This is the part that surprised me. M2.7 can't tell you when it's out of its depth. It will keep trying, keep confabulating progress, keep trusting that the next attempt will work. So the harness watches for symptoms of failure instead of waiting for the model to self-report. The escalation detector doesn't understand the task. It doesn't know why the model is stuck. It just knows that three consecutive edit failures is not what success looks like, and it suggests you bring in a model that can handle it.

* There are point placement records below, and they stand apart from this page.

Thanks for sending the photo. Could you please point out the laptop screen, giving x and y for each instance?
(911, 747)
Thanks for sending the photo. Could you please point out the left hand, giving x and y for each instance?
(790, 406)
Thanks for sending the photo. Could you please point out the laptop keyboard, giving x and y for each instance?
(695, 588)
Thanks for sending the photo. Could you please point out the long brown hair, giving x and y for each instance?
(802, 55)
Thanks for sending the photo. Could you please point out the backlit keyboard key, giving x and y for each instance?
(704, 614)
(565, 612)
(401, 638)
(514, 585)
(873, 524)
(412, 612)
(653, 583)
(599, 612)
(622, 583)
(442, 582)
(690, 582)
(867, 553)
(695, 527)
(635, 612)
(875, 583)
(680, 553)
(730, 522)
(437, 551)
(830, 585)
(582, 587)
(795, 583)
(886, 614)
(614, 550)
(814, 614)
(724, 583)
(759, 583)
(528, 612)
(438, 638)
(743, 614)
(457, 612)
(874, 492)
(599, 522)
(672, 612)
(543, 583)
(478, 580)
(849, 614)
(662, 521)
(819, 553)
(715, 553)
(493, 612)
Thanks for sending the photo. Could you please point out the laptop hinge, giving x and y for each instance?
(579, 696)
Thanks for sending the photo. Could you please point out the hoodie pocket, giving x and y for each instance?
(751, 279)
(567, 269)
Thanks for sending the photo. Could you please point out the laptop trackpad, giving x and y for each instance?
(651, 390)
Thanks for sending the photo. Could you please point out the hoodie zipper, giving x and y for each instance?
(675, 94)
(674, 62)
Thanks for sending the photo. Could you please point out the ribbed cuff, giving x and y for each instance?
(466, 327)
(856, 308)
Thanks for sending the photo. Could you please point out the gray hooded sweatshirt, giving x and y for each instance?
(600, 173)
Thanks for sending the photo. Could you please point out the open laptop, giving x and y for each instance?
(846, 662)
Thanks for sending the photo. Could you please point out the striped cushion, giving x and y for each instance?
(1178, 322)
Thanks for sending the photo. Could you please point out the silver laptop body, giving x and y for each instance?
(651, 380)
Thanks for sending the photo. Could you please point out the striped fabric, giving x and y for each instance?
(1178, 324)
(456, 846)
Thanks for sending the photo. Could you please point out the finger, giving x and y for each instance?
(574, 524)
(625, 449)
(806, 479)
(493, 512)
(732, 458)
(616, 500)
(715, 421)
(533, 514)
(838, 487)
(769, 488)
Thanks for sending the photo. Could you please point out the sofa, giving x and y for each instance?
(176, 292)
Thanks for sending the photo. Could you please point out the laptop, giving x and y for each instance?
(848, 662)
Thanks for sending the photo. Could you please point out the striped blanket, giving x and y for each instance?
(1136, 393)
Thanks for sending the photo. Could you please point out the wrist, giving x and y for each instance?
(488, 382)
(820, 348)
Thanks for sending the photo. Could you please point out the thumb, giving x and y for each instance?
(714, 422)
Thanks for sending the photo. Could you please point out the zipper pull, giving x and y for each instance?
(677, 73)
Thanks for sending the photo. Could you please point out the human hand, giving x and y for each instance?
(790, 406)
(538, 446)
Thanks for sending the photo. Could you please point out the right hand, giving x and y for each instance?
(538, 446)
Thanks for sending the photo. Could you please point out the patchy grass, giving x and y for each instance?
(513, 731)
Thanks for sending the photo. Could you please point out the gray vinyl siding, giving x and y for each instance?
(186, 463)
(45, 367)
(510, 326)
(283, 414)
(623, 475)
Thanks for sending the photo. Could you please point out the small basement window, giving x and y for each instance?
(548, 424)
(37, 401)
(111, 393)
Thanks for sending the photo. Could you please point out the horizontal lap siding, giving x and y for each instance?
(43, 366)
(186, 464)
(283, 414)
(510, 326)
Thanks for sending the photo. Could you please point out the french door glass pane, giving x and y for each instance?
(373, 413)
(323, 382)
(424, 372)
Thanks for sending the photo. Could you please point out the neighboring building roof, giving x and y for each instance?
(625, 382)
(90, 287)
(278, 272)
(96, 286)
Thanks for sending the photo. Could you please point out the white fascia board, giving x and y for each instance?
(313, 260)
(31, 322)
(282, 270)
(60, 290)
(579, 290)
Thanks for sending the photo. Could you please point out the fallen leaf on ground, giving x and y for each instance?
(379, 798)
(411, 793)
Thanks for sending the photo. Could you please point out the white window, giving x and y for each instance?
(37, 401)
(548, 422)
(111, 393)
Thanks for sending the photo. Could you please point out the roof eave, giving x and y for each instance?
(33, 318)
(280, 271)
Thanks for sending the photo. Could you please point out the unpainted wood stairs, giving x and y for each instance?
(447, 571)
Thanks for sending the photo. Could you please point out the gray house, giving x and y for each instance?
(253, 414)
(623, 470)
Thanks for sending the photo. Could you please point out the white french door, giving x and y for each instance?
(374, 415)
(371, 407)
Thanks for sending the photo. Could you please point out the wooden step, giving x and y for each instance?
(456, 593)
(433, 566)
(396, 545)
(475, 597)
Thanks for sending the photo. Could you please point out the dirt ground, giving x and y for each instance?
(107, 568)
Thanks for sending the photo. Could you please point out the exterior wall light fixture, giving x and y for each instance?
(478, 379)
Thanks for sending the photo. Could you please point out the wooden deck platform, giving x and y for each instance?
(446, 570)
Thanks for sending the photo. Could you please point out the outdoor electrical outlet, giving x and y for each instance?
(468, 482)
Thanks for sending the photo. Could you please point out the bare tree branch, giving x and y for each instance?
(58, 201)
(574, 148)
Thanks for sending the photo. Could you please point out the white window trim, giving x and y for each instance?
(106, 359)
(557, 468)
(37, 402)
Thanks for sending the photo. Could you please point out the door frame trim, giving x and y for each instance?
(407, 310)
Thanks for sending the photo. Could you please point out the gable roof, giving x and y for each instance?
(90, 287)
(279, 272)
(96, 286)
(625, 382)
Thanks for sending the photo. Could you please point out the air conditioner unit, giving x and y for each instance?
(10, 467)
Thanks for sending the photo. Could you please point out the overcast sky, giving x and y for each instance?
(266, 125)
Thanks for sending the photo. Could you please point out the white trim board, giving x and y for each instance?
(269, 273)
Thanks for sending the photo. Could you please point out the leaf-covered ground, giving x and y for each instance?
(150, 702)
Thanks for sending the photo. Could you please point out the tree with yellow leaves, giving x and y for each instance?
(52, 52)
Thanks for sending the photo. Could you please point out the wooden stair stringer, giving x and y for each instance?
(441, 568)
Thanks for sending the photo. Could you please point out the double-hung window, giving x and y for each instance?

That's the design pattern for working with a model that trusts too much: don't try to make it trust less. Build infrastructure that catches the downstream symptoms of misplaced trust, and route to intervention before the damage compounds.

What this means for trust

We spend a lot of time asking whether we can trust AI models. Can we trust the output? Can we trust the reasoning? Can we trust the model not to hallucinate?

The M2.7 findings suggest a different question. The model trusts us. It trusts our prompts as ground truth. It trusts our framing as the correct interpretation. It trusts that the context we provide is complete.

That trust is the default behavior. It's not a bug in M2.7 specifically — it's what you get when a model is trained on conversations where the human is usually right. The human asks a question, the human provides context, the model helps. That's the training distribution. In that distribution, trusting the human's claims is the correct strategy most of the time.

Coding is the exception. In coding, the human's claims about the codebase are frequently wrong. "This function is unused." "This is a typo." "The bug is in this file." These claims are hypotheses, not facts. A human developer knows to verify them. A model trained on helpful conversations treats them as given.

The fix isn't better models, or better prompts, or better instructions. The fix is infrastructure that doesn't depend on the model's judgment about when to trust and when to verify. Gates that fire unconditionally. Context injection that happens before the model has a chance to decide it doesn't need context. Escalation that triggers on symptoms, not self-awareness.

The model trusts you. Build systems that account for that.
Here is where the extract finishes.